This page shows you how to let an AI assistant (like Claude Code or Cursor) actually use Lemma. It’s the most important “how to plug it in” page, and we explain every term from scratch.

The big picture

Your AI assistant is good at writing things but knows no guaranteed science. The Lemma MCP server is a little program that gives the assistant new buttons to press — buttons that look things up in the cards and check work against them. You install it once, switch it on, and from then on the assistant can press those buttons whenever it needs to.

flowchart LR
  subgraph Runtime["Your AI assistant (Claude Code / Cursor / …)"]
    Model[the AI]
  end
  Model <-->|presses buttons / gets answers| MCP["Lemma MCP server"]
  MCP --> Engine[the checker]
  MCP --> Corpus[(the cards)]
  MCP --> RAG[(optional: a search database)]
  classDef c fill:#1e3a5f,stroke:#4a90d9,color:#fff;
  class MCP c;

Step 1 — install it

You need Node.js installed (the runtime that runs JavaScript programs; if you can run npx, you have it). Then:

Terminal window
npx @artano-ai/mcp-server

This downloads and starts the server. It will sit there quietly waiting — that’s normal. You won’t usually run it by hand; instead you tell your assistant to launch it for you, which is the next step. (Press Ctrl-C to stop it.)

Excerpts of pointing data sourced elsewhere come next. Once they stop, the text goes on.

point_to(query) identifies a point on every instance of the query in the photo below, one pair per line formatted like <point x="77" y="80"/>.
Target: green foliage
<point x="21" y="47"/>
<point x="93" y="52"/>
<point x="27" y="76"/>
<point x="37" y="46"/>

Step 2 — switch it on in your assistant

You “register” the server — meaning you tell your assistant where to find it — by adding a few lines to a settings file. For Claude Code the file is ~/.claude.json; for Cursor it’s ~/.cursor/mcp.json. (The ~ means your home folder.) Add this:

{
"mcpServers": {
"lemma": {
"command": "npx",
"args": ["@artano-ai/mcp-server"]
}
}
}

In plain words: “there’s a tool server called lemma; to start it, run npx @artano-ai/mcp-server.” Restart your assistant and it can now use Lemma.

Want Lemma to use your own set of cards instead of the built-in ones? Add a setting that points to your folder (LEMMA_CARDS_DIR is just the name of that setting):

{
"mcpServers": {
"lemma": {
"command": "npx",
"args": ["@artano-ai/mcp-server"],
"env": { "LEMMA_CARDS_DIR": "/full/path/to/your/cards" }
}
}
}

The six buttons (tools)

The server gives the assistant six tools. Here’s the whole set at a glance:

ToolWhat you give itWhat you get backWhen it’s used
cards_list(nothing, or a topic)a list of available cardsto see what’s in the library
cards_geta card’s id (name)the full cardto read one card in detail
ops_getan “ops” card’s ida ready-to-read templateto get a script/job template
hypothesis_crosschecka proposed formulaa verdict (is it OK?)to check a proposed formula
usce_checka finished result + a card ida verdict (in range?)to check a finished output’s numbers against the card’s bounds
rag_lookupa questionrelevant documentation passagesto search technical docs

A typical session looks like this — the assistant browses, reads, then checks its own work:

sequenceDiagram
  participant M as AI assistant
  participant S as Lemma server
  M->>S: cards_list (topic: chemistry)
  S-->>M: here are the chemistry cards
  M->>S: cards_get (id: arrhenius-rate-law)
  S-->>M: the full card (formula, notes, limits)
  Note over M: writes code using that card
  M->>S: hypothesis_crosscheck (the formula it wrote)
  S-->>M: verdict — if red, fix it and retry

Now each button in detail. (An “id” is just a card’s short name, like arrhenius-rate-law.)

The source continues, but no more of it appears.